Asia’s policy makers should strengthen cooperation to harness the potential of new financial technologies for inclusive growth. At the same time, they should work together to ensure they can respond better to the challenges posed by fintech.

New technologies such as mobile banking, big data, and peer-to-peer transfer networks are already extending the reach of financial services to those who were previously unbanked or out of reach, boosting incomes and living standards. Yet, fintech also comes with the risk of cyber fraud, data security, and privacy breaches. Disintermediation of fintech services or concentration of services among a few providers could also pose a risk to financial stability.

These and other issues were discussed at the High-Level Policy Dialogue on Regional Cooperation to Support Innovation, Inclusion, and Stability in Asia, organized by the Asian Development Bank (ADB), Bank Indonesia, and the ASEAN+3 Macroeconomic Research Office (AMRO).
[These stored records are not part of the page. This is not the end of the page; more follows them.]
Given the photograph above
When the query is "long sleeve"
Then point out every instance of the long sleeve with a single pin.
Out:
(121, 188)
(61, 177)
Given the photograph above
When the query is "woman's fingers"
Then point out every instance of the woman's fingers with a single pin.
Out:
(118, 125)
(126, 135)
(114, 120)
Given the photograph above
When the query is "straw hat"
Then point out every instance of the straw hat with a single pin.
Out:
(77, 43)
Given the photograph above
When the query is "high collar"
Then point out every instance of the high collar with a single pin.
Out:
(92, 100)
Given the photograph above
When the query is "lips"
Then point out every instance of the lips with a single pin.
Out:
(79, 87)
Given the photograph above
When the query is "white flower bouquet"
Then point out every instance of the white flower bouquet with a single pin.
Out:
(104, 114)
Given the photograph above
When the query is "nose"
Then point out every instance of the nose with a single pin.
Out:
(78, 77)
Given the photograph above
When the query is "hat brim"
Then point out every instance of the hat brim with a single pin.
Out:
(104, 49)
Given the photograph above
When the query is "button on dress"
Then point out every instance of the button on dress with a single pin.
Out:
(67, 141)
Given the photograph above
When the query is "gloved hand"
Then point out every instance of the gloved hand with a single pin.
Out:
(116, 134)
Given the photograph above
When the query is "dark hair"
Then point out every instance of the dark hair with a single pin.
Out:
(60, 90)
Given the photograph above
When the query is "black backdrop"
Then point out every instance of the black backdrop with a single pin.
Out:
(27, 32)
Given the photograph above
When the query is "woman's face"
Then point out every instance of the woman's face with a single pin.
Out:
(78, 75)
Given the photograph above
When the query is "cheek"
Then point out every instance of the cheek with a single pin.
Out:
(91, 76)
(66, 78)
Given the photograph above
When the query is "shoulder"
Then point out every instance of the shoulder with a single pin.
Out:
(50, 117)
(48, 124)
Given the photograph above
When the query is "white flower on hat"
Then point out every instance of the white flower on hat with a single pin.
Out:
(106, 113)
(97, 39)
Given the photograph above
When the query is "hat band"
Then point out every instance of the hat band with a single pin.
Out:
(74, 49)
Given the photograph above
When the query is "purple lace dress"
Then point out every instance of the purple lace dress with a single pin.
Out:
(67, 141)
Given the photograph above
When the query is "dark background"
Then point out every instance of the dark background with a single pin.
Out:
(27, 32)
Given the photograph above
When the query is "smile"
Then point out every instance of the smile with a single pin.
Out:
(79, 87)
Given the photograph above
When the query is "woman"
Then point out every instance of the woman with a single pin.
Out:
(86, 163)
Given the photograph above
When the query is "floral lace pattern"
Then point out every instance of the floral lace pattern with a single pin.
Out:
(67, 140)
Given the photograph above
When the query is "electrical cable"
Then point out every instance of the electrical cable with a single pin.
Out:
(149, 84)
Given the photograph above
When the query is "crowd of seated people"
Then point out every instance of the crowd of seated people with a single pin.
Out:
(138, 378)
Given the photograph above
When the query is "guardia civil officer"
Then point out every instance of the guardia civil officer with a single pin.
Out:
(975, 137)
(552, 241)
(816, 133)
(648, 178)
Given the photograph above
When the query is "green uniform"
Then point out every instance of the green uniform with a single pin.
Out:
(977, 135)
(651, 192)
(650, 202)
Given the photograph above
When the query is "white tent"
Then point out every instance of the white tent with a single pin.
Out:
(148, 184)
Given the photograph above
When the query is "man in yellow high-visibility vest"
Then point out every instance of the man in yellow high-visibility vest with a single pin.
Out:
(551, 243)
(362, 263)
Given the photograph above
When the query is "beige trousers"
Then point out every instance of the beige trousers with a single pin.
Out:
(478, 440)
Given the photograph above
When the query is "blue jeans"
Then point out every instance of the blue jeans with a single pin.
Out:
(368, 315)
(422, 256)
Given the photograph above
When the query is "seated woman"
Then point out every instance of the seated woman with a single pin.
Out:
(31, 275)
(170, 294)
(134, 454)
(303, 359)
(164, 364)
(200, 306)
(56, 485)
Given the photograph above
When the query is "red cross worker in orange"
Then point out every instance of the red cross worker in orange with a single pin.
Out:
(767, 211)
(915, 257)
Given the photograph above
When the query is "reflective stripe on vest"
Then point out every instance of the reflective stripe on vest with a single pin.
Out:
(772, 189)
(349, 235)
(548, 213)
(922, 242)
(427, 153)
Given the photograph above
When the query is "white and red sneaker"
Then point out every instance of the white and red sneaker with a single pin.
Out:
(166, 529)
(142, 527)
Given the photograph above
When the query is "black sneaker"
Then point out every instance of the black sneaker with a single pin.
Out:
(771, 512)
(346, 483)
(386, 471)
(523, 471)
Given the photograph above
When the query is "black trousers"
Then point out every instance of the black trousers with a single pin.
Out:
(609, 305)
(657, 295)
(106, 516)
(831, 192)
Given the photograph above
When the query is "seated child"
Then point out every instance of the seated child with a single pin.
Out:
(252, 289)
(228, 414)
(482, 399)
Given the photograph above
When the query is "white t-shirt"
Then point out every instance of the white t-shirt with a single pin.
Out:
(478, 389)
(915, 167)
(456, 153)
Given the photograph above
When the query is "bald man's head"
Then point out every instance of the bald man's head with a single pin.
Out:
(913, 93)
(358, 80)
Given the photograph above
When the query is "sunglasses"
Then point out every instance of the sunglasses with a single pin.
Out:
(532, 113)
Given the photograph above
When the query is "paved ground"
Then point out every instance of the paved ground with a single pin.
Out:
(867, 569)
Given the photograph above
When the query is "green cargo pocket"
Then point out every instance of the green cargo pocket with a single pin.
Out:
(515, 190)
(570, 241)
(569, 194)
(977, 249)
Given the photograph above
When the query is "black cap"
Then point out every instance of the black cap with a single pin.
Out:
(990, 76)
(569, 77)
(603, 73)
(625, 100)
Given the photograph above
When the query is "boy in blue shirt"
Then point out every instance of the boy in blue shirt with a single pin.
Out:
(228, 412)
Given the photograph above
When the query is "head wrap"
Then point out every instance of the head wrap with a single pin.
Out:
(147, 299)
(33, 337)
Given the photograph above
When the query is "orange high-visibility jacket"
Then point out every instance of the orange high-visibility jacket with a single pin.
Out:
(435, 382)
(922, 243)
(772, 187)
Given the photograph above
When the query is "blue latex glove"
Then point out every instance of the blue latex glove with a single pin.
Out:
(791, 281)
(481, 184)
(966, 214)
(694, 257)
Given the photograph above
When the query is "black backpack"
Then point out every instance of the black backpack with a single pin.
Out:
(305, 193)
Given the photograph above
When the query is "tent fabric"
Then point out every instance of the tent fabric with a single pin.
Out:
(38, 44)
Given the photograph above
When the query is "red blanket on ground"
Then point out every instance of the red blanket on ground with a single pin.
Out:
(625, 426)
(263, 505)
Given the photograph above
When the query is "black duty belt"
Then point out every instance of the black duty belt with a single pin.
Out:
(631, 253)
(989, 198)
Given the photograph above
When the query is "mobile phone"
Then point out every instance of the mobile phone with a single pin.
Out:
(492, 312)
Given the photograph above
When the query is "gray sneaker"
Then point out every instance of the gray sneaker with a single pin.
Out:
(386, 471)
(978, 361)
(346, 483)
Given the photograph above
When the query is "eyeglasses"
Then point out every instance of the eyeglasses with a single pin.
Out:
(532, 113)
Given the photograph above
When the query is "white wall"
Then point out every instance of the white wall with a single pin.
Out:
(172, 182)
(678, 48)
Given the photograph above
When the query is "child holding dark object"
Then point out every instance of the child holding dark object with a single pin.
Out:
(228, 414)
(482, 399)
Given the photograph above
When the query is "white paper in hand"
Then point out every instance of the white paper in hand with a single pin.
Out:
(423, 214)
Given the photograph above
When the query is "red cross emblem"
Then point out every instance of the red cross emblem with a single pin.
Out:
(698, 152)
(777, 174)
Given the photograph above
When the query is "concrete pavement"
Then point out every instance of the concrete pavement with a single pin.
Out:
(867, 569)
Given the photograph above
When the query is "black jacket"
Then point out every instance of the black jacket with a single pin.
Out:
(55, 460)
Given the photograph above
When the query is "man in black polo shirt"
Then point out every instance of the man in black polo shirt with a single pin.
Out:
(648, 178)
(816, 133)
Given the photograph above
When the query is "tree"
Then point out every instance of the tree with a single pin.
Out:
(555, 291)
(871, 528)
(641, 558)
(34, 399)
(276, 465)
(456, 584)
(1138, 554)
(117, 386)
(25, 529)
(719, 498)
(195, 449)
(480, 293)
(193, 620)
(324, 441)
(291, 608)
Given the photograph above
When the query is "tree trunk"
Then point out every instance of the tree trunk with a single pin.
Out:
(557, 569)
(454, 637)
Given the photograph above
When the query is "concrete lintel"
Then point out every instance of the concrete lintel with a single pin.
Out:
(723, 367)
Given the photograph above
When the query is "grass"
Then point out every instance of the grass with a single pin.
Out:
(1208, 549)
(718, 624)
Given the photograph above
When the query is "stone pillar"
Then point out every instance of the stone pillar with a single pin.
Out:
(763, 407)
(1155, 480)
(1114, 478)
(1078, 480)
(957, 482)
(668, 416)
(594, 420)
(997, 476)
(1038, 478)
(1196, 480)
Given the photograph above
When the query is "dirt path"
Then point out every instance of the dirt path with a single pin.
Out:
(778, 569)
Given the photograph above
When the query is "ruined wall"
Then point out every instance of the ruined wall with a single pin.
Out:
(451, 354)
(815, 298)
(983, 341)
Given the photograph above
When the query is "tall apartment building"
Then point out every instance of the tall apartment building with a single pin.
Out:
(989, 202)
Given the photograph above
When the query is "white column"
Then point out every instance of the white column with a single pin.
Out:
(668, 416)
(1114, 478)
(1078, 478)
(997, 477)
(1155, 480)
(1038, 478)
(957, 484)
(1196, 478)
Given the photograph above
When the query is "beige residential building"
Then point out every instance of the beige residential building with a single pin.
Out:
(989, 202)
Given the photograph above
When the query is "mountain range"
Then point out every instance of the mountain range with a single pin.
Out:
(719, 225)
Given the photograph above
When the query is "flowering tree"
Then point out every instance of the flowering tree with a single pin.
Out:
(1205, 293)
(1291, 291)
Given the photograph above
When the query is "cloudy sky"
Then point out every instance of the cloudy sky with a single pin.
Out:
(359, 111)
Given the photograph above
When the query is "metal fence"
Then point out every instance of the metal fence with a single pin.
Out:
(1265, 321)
The panel comprised Ms. Neav Chanthana, Deputy Governor of the National Bank of Cambodia; Mr. Diwa Guinigundo, Deputy Governor of Bangko Sentral ng Pilipinas; Ms. Mary Ellen Iskenderian, President and Chief Executive Officer of Women’s World Banking; Mr. Ravi Menon, Managing Director of the Monetary Authority of Singapore; Mr. Takehiko Nakao, President of ADB; Mr. Abdul Rasheed, Deputy Governor, Bank Negara Malaysia, and Mr. Veerathai Santiprabhob, Governor of the Bank of Thailand. Mr. Mirza Adityaswara, Senior Deputy Governor of Bank Indonesia, gave the opening remarks at the conference and Ms. Junhong Chang, Director of AMRO, gave the welcome remarks.

“Rapidly spreading new financial technologies hold huge promise for financial inclusion,” said Mr. Nakao. “We must foster an enabling environment for the technologies to flourish and strengthen regional cooperation to build harmonized regulatory standards and surveillance systems to prevent international money laundering, terrorism financing, and cybercrimes.”

“Technology is an enabler that weaves our economies and financial systems together, transmitting benefits but also risks across borders,” said Ms. Chang. “Given East Asia’s rapid economic growth, understanding and managing the impact of technology in our financial systems is essential for policymakers to maintain financial stability.”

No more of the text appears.